Btw if there is any interest my project is an "instrument loader" for (arbitrary) flight sims.

Basically u inject an implementation specific data io module into the application and it grabs data from (in theory) any sim/game.
Looks something like this (running here 60fps on both the game and the jogl screen to the left). Cpu usage is low and good :).

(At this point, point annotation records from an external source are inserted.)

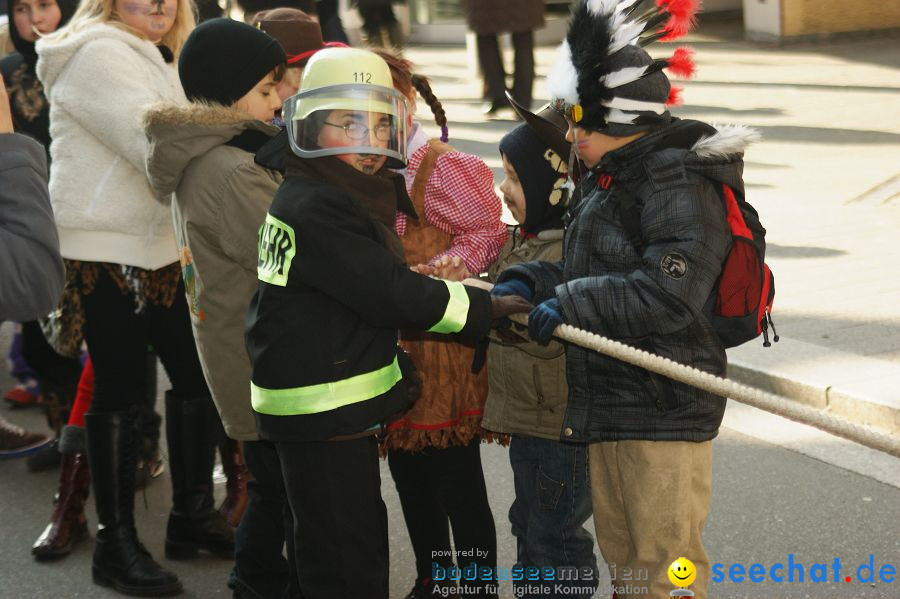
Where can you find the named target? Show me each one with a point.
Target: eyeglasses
(358, 131)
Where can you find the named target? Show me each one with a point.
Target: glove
(513, 286)
(410, 376)
(504, 305)
(543, 320)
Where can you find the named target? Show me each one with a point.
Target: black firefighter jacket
(651, 297)
(322, 328)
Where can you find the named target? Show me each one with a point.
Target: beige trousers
(650, 503)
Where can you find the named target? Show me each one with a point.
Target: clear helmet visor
(348, 119)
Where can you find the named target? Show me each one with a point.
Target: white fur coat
(98, 82)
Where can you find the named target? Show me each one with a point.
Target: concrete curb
(863, 390)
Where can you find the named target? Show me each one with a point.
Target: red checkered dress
(460, 201)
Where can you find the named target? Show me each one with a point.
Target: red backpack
(742, 299)
(740, 305)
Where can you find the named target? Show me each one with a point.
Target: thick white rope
(726, 388)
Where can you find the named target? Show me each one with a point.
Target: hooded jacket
(609, 287)
(323, 326)
(98, 81)
(220, 200)
(28, 105)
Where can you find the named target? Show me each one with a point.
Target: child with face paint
(434, 450)
(322, 329)
(202, 156)
(300, 36)
(112, 60)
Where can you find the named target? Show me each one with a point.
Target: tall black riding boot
(192, 432)
(120, 560)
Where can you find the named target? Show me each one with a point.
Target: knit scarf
(381, 195)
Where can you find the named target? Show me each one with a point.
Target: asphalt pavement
(824, 180)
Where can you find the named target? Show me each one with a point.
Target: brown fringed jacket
(452, 401)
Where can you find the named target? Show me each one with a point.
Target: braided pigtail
(424, 88)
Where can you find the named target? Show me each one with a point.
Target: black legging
(117, 341)
(436, 485)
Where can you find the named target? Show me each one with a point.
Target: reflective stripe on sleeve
(313, 399)
(457, 310)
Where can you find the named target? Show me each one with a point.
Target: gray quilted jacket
(650, 297)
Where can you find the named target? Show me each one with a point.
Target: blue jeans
(553, 501)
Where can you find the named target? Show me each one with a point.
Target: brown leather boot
(68, 524)
(236, 474)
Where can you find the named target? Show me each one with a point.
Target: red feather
(683, 18)
(674, 96)
(682, 62)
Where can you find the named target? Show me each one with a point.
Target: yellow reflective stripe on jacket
(457, 310)
(313, 399)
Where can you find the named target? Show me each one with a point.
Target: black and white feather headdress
(604, 80)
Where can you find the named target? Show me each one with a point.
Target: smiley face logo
(682, 572)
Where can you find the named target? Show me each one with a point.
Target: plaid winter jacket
(650, 296)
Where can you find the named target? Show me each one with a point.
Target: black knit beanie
(542, 173)
(223, 59)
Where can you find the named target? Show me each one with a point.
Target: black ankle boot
(192, 432)
(120, 560)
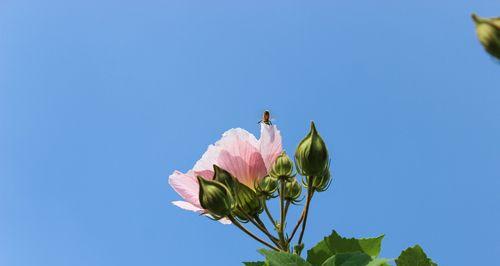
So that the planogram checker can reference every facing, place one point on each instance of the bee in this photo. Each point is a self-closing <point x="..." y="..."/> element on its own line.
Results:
<point x="266" y="118"/>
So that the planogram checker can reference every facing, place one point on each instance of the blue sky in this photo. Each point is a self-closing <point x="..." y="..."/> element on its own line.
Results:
<point x="101" y="100"/>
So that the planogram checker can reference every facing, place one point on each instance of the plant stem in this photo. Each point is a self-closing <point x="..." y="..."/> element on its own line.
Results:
<point x="281" y="228"/>
<point x="296" y="227"/>
<point x="237" y="224"/>
<point x="258" y="223"/>
<point x="310" y="192"/>
<point x="268" y="212"/>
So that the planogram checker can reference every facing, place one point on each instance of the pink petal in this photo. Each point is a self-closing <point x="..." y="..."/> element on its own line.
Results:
<point x="244" y="161"/>
<point x="208" y="159"/>
<point x="269" y="144"/>
<point x="186" y="185"/>
<point x="190" y="207"/>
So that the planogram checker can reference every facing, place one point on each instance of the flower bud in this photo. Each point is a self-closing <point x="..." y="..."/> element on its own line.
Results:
<point x="322" y="182"/>
<point x="488" y="32"/>
<point x="311" y="156"/>
<point x="266" y="187"/>
<point x="224" y="177"/>
<point x="293" y="189"/>
<point x="215" y="198"/>
<point x="282" y="168"/>
<point x="248" y="203"/>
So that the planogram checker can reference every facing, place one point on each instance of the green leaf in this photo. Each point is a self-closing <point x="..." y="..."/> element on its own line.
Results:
<point x="335" y="244"/>
<point x="254" y="263"/>
<point x="379" y="262"/>
<point x="274" y="258"/>
<point x="414" y="256"/>
<point x="348" y="259"/>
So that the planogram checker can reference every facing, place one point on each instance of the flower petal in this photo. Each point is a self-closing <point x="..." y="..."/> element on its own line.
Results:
<point x="190" y="207"/>
<point x="186" y="185"/>
<point x="243" y="161"/>
<point x="269" y="144"/>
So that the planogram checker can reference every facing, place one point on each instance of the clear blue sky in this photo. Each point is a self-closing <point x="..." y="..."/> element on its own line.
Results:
<point x="101" y="100"/>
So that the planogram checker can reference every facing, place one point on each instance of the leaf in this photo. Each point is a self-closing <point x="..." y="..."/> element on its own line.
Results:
<point x="274" y="258"/>
<point x="348" y="259"/>
<point x="379" y="262"/>
<point x="254" y="263"/>
<point x="414" y="256"/>
<point x="335" y="244"/>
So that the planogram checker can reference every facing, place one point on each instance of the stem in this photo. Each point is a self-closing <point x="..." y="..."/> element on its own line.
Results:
<point x="268" y="212"/>
<point x="287" y="205"/>
<point x="281" y="230"/>
<point x="296" y="227"/>
<point x="237" y="224"/>
<point x="258" y="223"/>
<point x="310" y="192"/>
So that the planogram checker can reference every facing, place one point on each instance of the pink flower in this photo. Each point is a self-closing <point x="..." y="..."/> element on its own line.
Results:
<point x="239" y="153"/>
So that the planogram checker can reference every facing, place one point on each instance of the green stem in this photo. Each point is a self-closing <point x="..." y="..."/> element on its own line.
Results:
<point x="237" y="224"/>
<point x="310" y="192"/>
<point x="281" y="231"/>
<point x="258" y="223"/>
<point x="268" y="212"/>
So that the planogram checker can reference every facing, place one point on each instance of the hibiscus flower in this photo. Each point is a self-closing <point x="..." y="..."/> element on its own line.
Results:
<point x="238" y="152"/>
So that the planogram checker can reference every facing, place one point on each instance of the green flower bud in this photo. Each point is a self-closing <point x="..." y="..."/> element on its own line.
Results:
<point x="248" y="203"/>
<point x="322" y="182"/>
<point x="488" y="33"/>
<point x="293" y="189"/>
<point x="282" y="168"/>
<point x="266" y="187"/>
<point x="215" y="198"/>
<point x="311" y="156"/>
<point x="224" y="177"/>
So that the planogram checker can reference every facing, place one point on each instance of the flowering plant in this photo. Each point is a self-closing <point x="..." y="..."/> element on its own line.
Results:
<point x="237" y="176"/>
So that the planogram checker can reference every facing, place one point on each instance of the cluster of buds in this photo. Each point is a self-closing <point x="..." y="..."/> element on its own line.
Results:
<point x="488" y="33"/>
<point x="226" y="197"/>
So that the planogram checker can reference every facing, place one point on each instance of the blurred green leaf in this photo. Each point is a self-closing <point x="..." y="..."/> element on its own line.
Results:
<point x="335" y="244"/>
<point x="414" y="256"/>
<point x="274" y="258"/>
<point x="254" y="263"/>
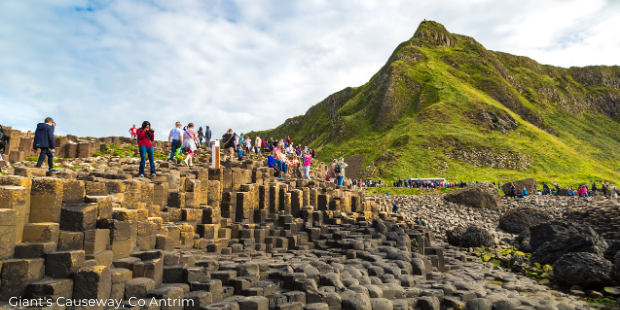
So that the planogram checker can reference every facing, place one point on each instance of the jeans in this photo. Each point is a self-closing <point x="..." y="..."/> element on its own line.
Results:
<point x="307" y="173"/>
<point x="50" y="158"/>
<point x="143" y="152"/>
<point x="175" y="145"/>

http://www.gigurra.se/gear/test11.png
Reply | Threaded
Open this post in threaded view
|

Re: Negating some JNI call overhead by doing transformations in Java

gouessej
Administrator
You will have to take care of the gimbal lock in this case. That is a subject I know :)
Julien Gouesse | Personal blog | Website
Reply | Threaded
Open this post in threaded view
|

Re: Negating some JNI call overhead by doing transformations in Java

Sven Gothel
Administrator
In reply to this post by gouessej
On Thursday, July 21, 2011 10:33:12 PM gouessej [via jogamp] wrote:
>
> Compose the transform matrix of each object in the CPU side (by combining all
> transforms concerning each object) and then call glLoadMatrixf one time per
> object.

http://jogamp.org/deployment/jogamp-next/javadoc/jogl/javadoc/com/jogamp/opengl/util/PMVMatrix.html

You can use the PMVMatrix, which impl. all matrix methods of the fixed function pipeline (FFP).
We use it for our FFP emulation, as well as for some ES2 demos.

~Sven
Reply | Threaded
Open this post in threaded view
|

Re: Negating some JNI call overhead by doing transformations in Java

GiGurra
This post was updated on .
Cool! Thanks

So if I understand you right, PMVMatrix objects are entirely handled on CPU, or do some of it's functions send stuff to GPU, or do I handle that myself?

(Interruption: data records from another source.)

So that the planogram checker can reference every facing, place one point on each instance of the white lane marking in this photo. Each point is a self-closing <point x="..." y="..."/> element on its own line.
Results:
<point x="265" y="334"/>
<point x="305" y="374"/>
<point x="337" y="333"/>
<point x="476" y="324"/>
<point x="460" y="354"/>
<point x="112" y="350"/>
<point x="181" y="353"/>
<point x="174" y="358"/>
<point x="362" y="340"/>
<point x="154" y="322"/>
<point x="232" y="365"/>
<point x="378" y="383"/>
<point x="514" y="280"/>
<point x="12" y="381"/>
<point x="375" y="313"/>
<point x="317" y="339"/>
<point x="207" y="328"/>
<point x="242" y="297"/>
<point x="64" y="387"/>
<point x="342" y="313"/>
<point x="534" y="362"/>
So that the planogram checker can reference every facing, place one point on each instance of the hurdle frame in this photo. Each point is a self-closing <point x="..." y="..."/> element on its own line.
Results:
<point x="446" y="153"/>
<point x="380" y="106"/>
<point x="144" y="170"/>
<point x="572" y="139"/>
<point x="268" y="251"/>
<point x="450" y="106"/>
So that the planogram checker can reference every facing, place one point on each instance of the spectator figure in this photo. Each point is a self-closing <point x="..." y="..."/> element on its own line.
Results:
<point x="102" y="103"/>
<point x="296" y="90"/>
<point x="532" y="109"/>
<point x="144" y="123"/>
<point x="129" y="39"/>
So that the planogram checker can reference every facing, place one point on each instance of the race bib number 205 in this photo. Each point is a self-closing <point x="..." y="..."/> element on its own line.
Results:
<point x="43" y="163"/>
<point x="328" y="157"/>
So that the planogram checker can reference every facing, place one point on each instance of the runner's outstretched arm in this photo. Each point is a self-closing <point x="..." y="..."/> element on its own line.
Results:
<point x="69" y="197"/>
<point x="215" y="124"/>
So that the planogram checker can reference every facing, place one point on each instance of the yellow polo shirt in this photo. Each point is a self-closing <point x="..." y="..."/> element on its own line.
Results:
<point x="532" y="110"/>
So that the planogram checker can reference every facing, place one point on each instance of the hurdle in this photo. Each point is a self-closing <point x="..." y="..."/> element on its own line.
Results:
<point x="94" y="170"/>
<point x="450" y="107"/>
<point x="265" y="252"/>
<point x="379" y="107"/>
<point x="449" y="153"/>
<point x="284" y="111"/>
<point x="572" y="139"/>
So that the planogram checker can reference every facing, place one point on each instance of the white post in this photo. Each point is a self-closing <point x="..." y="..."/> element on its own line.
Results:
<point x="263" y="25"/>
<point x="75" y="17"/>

Basically, I create a PMVMatrix (is this an on-cpu matrix stack then), I transform it as I want, then i use the standard gl.glLoadMatrixf to load the finished PMVMatrix? Or does absolutely everything go through PMVMatrix like I would do FFP programming normally and I just sit back and relax? :)

EDIT:
Got it. It is just an on host matrix stack.

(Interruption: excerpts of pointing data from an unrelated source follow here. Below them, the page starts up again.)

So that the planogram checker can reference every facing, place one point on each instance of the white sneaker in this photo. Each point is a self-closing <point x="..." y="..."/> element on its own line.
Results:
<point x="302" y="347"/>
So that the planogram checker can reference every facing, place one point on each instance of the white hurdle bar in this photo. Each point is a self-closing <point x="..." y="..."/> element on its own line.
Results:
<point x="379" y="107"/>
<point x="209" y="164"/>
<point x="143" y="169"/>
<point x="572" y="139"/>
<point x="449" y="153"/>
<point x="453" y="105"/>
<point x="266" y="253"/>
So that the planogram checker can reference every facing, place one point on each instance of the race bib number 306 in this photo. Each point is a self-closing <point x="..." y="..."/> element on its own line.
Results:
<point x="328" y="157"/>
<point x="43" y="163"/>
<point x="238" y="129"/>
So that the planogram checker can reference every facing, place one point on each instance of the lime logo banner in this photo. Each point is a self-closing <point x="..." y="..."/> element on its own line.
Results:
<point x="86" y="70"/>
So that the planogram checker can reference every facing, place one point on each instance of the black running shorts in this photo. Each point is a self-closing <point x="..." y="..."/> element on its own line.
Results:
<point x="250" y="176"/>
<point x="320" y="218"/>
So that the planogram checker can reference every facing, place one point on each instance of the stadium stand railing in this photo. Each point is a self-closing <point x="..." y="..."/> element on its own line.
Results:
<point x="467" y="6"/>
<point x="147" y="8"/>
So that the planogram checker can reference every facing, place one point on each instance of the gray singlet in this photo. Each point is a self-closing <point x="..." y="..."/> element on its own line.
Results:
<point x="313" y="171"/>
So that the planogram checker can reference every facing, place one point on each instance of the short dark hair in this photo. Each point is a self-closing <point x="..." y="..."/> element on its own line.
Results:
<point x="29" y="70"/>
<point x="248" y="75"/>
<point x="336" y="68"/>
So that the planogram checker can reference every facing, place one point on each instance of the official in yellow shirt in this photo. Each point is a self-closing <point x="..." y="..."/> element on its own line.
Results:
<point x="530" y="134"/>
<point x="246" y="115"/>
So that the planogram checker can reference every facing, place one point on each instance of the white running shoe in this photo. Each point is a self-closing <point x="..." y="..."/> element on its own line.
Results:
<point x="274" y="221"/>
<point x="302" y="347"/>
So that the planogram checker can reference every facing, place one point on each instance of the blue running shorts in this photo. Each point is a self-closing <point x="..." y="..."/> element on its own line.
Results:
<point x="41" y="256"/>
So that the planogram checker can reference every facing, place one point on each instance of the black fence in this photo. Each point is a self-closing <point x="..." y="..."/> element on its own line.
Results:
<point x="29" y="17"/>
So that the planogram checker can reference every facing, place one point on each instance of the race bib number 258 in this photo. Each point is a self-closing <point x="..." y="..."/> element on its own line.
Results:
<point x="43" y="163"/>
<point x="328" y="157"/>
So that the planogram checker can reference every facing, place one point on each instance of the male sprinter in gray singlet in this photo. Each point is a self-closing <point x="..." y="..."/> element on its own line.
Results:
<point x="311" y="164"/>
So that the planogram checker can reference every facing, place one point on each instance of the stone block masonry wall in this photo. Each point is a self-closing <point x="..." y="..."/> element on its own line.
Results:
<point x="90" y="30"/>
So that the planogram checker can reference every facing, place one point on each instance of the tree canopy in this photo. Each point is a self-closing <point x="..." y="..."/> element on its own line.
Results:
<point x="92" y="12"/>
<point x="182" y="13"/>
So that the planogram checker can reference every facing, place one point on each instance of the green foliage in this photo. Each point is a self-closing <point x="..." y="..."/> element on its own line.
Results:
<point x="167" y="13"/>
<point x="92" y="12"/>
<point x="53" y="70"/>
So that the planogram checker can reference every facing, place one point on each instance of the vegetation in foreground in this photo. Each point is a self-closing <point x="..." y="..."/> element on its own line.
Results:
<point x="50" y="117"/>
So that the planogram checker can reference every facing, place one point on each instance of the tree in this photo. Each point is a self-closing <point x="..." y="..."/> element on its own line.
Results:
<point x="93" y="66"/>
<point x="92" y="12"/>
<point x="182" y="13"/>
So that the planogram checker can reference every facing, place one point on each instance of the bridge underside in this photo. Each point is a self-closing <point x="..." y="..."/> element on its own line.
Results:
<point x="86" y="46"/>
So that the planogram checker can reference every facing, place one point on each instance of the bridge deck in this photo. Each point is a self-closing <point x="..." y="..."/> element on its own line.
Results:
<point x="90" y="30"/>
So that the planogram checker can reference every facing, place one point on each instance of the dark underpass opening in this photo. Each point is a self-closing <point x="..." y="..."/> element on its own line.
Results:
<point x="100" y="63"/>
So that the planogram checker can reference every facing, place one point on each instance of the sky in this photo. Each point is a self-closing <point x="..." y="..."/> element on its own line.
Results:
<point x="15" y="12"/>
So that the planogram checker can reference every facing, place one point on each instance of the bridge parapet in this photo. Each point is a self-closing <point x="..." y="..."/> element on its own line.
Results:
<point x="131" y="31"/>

EDIT2: Trying the PMVMatrix class here a bit but it seems to be significantly slower than standard ffp calls, so I either I make my own implementation or I stick with standard ffp calls. Regardless I can use the PMV matrix math for help should I need it :). so thx
(with -server and letting the the jit compiler have a warmup period of a couple of thousand frames, the ffp calls are faster by a factor 2-4. Initially they are faster by a factor 20 or so, but that goes away after a few seconds and should be expected).

I will proceed to write my own much simpler implementation, as I assume the PMVMatrix class was written more for robustness and compatibility rather than pure speed

EDIT3:
Using my own transformation class (currently only a matrix class, so doesnt do push/pop) I am able to speed up the actual transformation times 20x compared to native ffp calls. I am also using the fact that I'm only drawing 2d to limit the number of ops (meaning translate/rotate do not call on matrix multiply, but instead directly affects only specific elements)

about native ffp calls: glLoadMatrix seems to take as much time as 2 or 3 glrotates, so it is only worth while to make yoru own stuff if you need more than that, so unless I suddenly need 10 transformations per object I wont gain much by using host transformations, cause the loadmatrix will cancel out the benefit anyway.